The industrial manufacturing industry is responsible for the fabrication of products intended for industrial use from raw materials. When asking the question, “what is industrial manufacturing?” one has to look at the output itself (the products produced) which ranges from large machinery like bulldozers and cranes to smaller products such as wheelchairs and circuit boards. No matter what type of machinery is used, industrial manufacturing is crucial in producing many of the goods and services vital to any economy in a cost-efficient and timely manner.
Equipment Segments Produced
Equipment used in industrial manufacturing can be grouped into seven different segments. Agricultural, construction, and mining machinery; industrial machinery; commercial and service machinery are all special-purpose machinery designed for a specific industry. The four other segments include machinery used by all sectors: ventilation, heating and cooling equipment, metalworking equipment, engine-related equipment, and other general-purpose machinery.
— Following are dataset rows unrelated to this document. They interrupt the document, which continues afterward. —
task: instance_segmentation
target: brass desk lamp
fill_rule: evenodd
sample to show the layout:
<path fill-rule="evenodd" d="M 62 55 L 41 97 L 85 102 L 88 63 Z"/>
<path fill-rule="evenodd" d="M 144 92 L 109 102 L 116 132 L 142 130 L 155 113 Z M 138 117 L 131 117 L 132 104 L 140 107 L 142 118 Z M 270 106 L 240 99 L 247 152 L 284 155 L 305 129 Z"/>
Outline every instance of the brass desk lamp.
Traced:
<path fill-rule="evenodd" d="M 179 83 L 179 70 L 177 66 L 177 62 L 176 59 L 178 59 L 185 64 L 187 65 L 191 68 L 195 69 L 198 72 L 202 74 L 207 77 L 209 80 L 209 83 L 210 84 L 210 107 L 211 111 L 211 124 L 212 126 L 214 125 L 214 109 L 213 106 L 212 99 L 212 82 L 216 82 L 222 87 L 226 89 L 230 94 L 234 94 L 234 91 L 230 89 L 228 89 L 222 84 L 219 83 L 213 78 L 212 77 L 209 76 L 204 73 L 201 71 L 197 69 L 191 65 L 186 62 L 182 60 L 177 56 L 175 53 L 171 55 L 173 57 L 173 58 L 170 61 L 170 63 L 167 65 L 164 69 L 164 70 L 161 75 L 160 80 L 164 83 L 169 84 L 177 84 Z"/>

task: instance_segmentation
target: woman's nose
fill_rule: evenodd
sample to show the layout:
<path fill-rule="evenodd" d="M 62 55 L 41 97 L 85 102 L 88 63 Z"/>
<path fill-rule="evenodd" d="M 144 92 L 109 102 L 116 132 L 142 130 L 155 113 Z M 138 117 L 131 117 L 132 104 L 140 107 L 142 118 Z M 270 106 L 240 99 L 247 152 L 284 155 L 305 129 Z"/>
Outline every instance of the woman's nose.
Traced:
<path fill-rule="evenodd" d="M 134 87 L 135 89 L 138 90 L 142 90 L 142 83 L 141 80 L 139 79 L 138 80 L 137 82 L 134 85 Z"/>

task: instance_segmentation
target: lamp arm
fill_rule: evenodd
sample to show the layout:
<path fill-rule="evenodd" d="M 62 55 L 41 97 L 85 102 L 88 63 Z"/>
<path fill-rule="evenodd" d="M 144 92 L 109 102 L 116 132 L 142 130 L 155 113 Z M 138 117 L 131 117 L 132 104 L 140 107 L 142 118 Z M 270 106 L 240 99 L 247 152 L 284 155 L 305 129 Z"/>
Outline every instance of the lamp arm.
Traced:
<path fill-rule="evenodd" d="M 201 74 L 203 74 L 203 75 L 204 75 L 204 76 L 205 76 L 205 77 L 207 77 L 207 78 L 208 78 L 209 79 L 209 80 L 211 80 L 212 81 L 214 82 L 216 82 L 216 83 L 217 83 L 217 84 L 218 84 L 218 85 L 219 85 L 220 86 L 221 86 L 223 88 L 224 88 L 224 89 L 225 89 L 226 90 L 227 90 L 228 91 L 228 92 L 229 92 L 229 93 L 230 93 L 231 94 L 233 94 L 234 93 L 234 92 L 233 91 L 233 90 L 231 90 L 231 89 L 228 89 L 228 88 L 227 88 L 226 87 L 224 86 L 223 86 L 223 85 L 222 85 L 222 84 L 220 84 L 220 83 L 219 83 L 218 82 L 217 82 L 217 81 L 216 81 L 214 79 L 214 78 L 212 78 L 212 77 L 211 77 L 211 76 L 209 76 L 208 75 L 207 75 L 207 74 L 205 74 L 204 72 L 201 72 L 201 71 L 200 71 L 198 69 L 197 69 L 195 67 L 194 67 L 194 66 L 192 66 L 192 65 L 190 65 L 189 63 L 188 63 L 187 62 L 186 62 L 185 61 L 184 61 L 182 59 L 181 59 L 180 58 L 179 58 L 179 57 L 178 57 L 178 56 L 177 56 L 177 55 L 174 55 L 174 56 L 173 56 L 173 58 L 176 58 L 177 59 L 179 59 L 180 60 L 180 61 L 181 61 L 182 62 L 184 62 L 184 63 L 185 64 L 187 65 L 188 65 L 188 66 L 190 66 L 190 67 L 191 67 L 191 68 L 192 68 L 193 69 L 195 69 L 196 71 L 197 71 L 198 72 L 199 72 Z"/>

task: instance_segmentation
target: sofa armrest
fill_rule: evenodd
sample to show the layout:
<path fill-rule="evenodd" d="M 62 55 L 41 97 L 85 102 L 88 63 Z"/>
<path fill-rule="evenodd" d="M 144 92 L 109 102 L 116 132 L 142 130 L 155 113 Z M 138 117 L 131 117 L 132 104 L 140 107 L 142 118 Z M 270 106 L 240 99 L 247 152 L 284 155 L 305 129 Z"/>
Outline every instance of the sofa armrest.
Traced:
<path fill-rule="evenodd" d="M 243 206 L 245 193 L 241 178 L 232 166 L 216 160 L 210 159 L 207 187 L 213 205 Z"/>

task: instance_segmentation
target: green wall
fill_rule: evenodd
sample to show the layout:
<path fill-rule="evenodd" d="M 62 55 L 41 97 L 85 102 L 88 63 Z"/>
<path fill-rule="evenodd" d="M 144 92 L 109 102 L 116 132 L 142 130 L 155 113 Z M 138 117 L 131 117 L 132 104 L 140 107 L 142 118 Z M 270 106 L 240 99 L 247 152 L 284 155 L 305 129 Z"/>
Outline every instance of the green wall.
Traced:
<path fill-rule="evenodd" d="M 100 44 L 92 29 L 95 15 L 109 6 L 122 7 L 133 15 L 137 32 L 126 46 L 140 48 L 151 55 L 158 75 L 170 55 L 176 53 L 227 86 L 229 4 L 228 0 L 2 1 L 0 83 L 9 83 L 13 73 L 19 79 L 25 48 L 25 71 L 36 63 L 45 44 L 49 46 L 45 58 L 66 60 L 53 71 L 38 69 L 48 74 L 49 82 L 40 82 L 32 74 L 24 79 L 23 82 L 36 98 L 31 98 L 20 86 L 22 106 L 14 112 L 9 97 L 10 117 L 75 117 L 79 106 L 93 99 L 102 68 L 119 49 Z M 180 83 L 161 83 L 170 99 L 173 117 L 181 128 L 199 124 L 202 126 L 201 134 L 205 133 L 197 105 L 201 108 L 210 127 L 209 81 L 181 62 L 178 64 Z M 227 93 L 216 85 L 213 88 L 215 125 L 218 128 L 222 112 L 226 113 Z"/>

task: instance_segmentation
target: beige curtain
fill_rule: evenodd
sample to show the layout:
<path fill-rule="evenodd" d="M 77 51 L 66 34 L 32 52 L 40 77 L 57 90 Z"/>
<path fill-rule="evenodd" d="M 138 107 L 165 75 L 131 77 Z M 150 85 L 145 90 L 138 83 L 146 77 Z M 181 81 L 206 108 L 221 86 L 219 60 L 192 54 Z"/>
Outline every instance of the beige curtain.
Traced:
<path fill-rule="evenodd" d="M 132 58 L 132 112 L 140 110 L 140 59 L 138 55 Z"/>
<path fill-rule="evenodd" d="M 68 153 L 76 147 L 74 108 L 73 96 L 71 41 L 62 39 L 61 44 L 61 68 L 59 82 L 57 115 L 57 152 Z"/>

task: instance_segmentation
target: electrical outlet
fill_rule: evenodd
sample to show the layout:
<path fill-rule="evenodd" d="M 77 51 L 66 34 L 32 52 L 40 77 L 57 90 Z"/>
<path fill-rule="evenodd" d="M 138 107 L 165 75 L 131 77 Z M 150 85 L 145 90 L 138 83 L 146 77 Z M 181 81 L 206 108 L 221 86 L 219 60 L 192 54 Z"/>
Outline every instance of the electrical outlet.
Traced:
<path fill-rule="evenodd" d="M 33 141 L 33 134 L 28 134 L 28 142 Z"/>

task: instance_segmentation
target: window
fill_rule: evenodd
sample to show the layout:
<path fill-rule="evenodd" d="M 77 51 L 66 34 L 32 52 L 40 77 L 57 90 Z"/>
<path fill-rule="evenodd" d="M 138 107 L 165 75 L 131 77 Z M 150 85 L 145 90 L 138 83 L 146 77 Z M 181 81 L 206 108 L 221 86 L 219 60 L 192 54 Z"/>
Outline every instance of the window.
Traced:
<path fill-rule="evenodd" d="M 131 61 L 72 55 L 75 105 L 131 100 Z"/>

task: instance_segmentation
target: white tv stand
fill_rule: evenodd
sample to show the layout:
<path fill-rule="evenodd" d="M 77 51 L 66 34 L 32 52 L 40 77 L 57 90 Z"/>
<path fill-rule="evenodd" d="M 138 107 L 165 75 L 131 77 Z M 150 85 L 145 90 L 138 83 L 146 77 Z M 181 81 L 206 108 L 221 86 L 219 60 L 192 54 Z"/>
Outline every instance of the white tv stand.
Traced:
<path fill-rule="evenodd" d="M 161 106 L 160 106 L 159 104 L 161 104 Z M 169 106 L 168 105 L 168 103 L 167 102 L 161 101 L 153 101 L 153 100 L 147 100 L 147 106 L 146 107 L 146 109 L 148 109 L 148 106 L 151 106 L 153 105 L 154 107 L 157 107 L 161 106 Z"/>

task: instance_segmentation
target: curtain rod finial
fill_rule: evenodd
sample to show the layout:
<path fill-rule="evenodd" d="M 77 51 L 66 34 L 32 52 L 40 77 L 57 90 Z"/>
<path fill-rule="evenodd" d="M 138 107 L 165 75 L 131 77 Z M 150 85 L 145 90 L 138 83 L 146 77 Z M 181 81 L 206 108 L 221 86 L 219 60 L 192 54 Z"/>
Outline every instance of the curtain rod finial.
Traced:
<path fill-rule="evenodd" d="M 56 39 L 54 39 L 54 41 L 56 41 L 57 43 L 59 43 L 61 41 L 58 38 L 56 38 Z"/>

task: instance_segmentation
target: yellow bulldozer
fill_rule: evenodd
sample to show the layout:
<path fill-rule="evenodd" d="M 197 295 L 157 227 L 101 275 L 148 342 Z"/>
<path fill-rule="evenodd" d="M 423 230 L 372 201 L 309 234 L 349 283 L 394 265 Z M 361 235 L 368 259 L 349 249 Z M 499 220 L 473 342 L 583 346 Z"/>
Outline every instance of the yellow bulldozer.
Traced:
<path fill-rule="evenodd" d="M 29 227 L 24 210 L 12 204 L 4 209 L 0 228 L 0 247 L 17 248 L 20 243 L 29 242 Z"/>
How do companies separate themselves when it comes to industrial manufacturing? In one word: efficiency. The more efficiently a company can produce a product, the more products it can make at a lower cost, which results in higher profit margins. A major trend in this industry is using increasingly high-tech production techniques. Firms are introducing more technology in response to pressure from both domestic and foreign competitors. Robotics, computers, and programmable equipment are common, resulting in increased productivity with more efficiency and a decreased need for labor.
What’s the Difference Between Industrial Manufacturing and Custom Manufacturing?
The manufacturing industry is made up of two core branches—industrial and custom manufacturing. While there are some similarities between the two, each one has its different processes and priorities. As a result, the role their ERP (enterprise resource planning) platforms play within the organizations is naturally different.
In industrial manufacturing, products are configured to order. Customers can order a stock product, and while they have the flexibility to alter certain features of the order, they are still limited to a catalog of pre-designed products. In custom manufacturing, unique products are designed or engineered to order. Custom manufacturers place a premium on ERP systems that bring flexibility and agility. Industrial manufacturers, on the other hand, covet operational efficiency. Unlike in custom manufacturing, where every product is different, industrial manufacturers benefit from predictability and repetition throughout the process.
Like nearly every walk of life, industrial manufacturing was severely impacted by COVID-19. The pandemic posed sudden and drastic challenges as demand for products fell while others increased, and geopolitical trade conditions severely disrupted access to markets, distribution channels, and suppliers. The speed of recovery for industrial manufacturing is highly dependent on the rate of recovery for supply and demand. While customer orders soared for many companies the backlog of material availability has continued and costs have risen.
Companies in this industry will need to utilize key market data to inform long-term strategic decisions based on shifts in demand and their own downstream impacts. Creativity, collaboration and communication will be key to the success of many industrial manufactures.